Question

(Ceva’s theorem ) ABC is a triangle and AX, BY and CZ are three concurrent cevians. Then prove:
$\dfrac{BX}{XC}\cdot \dfrac{CY}{YA}\cdot \dfrac{AZ}{ZB}=1$

Answer 1

Hint:
Here it is given that AX, BY and CZ are three concurrent cevians of a triangle ABC. Then point X, Y, Z are the midpoint of the sides BC, AC and AB respectively. Therefore, the ratio of BX and XC, CY and YA, AZ and ZB will be equal to one. Thus, the product of all these ratios will be equal to one.
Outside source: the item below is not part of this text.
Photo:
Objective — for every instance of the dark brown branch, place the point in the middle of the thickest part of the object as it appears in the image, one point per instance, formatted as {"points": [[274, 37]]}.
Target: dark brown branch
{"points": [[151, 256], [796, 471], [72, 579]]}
Complete step by step solution:
It is given that AX, BY and CZ are three concurrent cevians of a triangle ABC. Then, the point X is a midpoint of side BC, the point Y is a midpoint of side AC, and the point Y is a midpoint of the side AB.
Thus, length of BX and XC will be half of the side BC, length of AY and YC will be half of the side BC and length of BZ and AZ will be half of the side BC.
We will write it mathematically now.
$\begin{align}
  & BX=XC=\dfrac{1}{2}BC...........\left( 1 \right) \\
 & YA=CY=\dfrac{1}{2}AC...............\left( 2 \right) \\
 & AZ=ZB=\dfrac{1}{2}AB..................\left( 3 \right) \\
\end{align}$
Now, we will find the ratio of$\dfrac{BX}{XC}$ ,$\dfrac{CY}{YA}$and$\dfrac{AZ}{ZB}$.
We will first the ratio of $\dfrac{BX}{XC}$by putting the value of BX and XC from equation 1.
$\dfrac{BX}{XC}=\dfrac{\dfrac{1}{2}BC}{\dfrac{1}{2}BC}=1......\left( 4 \right)$
We will first the ratio of$\dfrac{CY}{YA}$ by putting the value of CY and YA from equation 2.
$\dfrac{CY}{YA}=\dfrac{\dfrac{1}{2}AC}{\dfrac{1}{2}BC}=1..............\left( 5 \right)$
We will first the ratio of$\dfrac{AZ}{ZB}$ by putting the value of AZ and ZB from equation 3.
$\dfrac{AZ}{ZB}=\dfrac{\dfrac{1}{2}AB}{\dfrac{1}{2}AB}=1.............\left( 6 \right)$
We will multiply equation 1, equation 2, and equation 3 now.
$\begin{align}
  & \dfrac{BX}{XC}\cdot \dfrac{CY}{YA}\cdot \dfrac{AZ}{ZB}=1\times 1\times 1=1 \\
 & \therefore \dfrac{BX}{XC}\cdot \dfrac{CY}{YA}\cdot \dfrac{AZ}{ZB}=1 \\
\end{align}$

Hence, we have proved the ceva’s theorem.

Note:
This theorem is known as Ceva’s theorem. Let’s consider the same triangle to define the ceva’s theorem. According to this theorem, if AX, BY and CZ are three concurrent cevians then $\dfrac{BX}{XC}\cdot \dfrac{CY}{YA}\cdot \dfrac{AZ}{ZB}=1$. The converse of this theorem is also true i.e. if$\dfrac{BX}{XC}\cdot \dfrac{CY}{YA}\cdot \dfrac{AZ}{ZB}=1$, then AX, BY and CZ will be three concurrent cevians.